Ingram Micro President Is Stepping Down, Days After Tianjin Tianhai Acquisition Announcement
Just six days after Ingram Micro announced plans to become part of Hainan, China-based HNA Group, the distributor revealed in a filing that its second in command will leave his post.
Paul Read will step down Friday as president and chief operating officer of the Irvine, Calif.-based company after 29 months on the job, according to a document filed Tuesday with the U.S. Securities and Exchange Commission (SEC). Read will remain employed by Ingram Micro until September to assist with the transition, the filing stated. Read was not immediately available for comment.
"When Paul came to Ingram [in September 2013], he was looking at succession planning," Damon Wright, Ingram Micro's executive director of investor relations, told CRN. "With this deal now and HNA wanting [CEO Alain Monie] to lead the company for some time, it made Paul reevaluate what his future was at Ingram."
[Related: Ingram Micro Exec: Proposed Chinese Ownership Won't Hurt Our U.S. Federal Business]
Wright emphasized that Ingram Micro is not under any pressure to cut executive head count or payroll from Tianjin Tianhai, which Feb. 17 disclosed plans to acquire the distributor for $6 billion. HNA is Tianjin Tianhai’s largest stockholder.
"This was Paul's decision based on Paul's career objectives," Wright said. "This was not HNA coming in and making changes to the management team."
Wright said he doesn't see any reason for additional executives to leave Ingram Micro, adding that partners have no reason to be worried.
"Executives recognize there's a fantastic opportunity with Ingram Micro," Wright said.
But Wright acknowledged that individual leaders will make their own decisions about their post-HNA future with Ingram Micro based on their own career paths and trajectories.
Wright said the company doesn't currently have a plan in place for replacing Read, who in his role has been responsible for Ingram Micro's worldwide IT distribution business and the associated logistics support organizations. The distributor's regional leaders, including U.S. chief exec Paul Bay, have reported to Read, while Read has reported directly to Monie.

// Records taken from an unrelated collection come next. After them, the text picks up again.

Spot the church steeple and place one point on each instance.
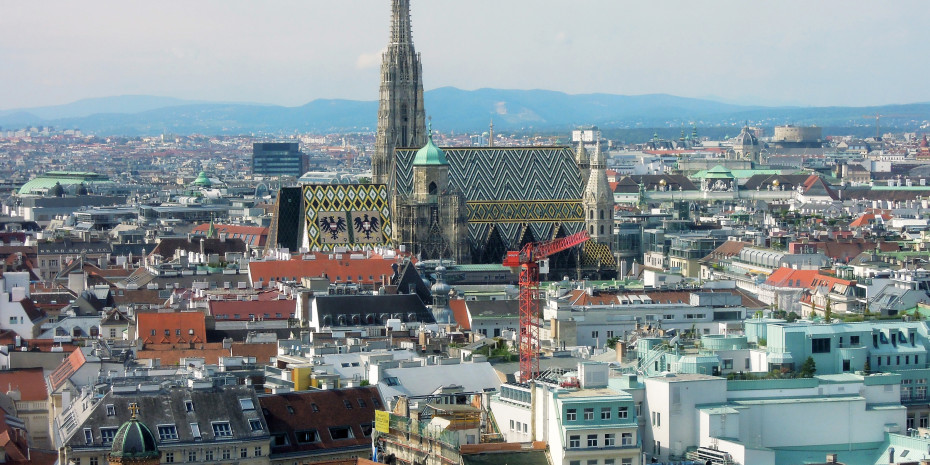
(598, 200)
(401, 114)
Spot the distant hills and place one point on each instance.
(451, 109)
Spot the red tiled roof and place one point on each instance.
(69, 366)
(867, 219)
(30, 382)
(291, 412)
(239, 310)
(788, 277)
(252, 235)
(171, 328)
(460, 313)
(364, 271)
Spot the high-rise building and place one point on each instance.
(278, 159)
(401, 116)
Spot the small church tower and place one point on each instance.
(432, 219)
(598, 200)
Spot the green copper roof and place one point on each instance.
(134, 440)
(430, 154)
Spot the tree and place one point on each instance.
(808, 368)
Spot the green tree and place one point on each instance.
(808, 368)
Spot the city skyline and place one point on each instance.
(290, 53)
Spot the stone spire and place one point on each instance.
(598, 200)
(582, 159)
(401, 115)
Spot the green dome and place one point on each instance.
(202, 180)
(430, 154)
(134, 440)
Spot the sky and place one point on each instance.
(768, 52)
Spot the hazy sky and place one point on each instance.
(290, 52)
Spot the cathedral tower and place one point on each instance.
(598, 200)
(401, 116)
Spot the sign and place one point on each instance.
(382, 421)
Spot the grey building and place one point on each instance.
(278, 159)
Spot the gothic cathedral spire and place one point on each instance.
(401, 115)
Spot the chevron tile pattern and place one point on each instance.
(361, 198)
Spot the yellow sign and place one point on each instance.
(382, 421)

Even after officially relinquishing his title Friday, Read will be available to serve in whatever role Monie needs until September, said Wright, who declined to say whether conversations about Read's departure began before or after the HNA deal was announced.
Dave DeCamillis said he's never interacted with Read in the eight years he's been with Denver-based Ingram Micro partner Platte River Networks, so he doesn’t anticipate the departure will have much of an impact on his business.
"If it was Paul Bay, it would be different," DeCamillis said. "I'd be surprised to see any major shakeup that affects me or the partners in the next six to 12 months."
While DeCamillis said he hopes and expects that his company won't be harmed by the acquisition, he acknowledged that the company's overall leadership structure might change as it's folded into HNA.
"You would think that it would make sense that they would do some type of consolidation, so yeah, I think it [could] happen," DeCamillis said.
Guy Baroan, president of Elmwood Park, N.J.-based Baroan Technologies, has met Read once or twice and said he came away very impressed with him. Still, Baroan said Read's involvement is more on the back end and at higher levels of the operation, while Paul Bay is more involved in the direction and drive of Ingram Micro's partner community in the United States.
"For us, it would be more troubling if Paul Bay were to be leaving," Baroan said.
Bay told CRN on Friday that he will be remaining with Ingram Micro and continuing to lead the U.S. and Export businesses.
Read will continue to receive his base salary (which was $747,115 in 2014), benefits and equity award vesting until he leaves the company in September.
If Read signs a general release and departs within six months of a change in who controls Ingram Micro, he will be eligible to receive a severance payment equal to twice his salary and target bonus (which was $180,000 in 2013 and 2014), a prorated 2016 bonus, one year's worth of health insurance coverage payments, outplacement services and accelerated vesting of outstanding equity awards.
Ingram Micro’s stock was up 0.1 percent in after-hours trading Tuesday, to $35.75 per share, more than 8 percent below Tianjin Tianhai's offering price of $38.90 per share. Read's departure was announced after the market closed.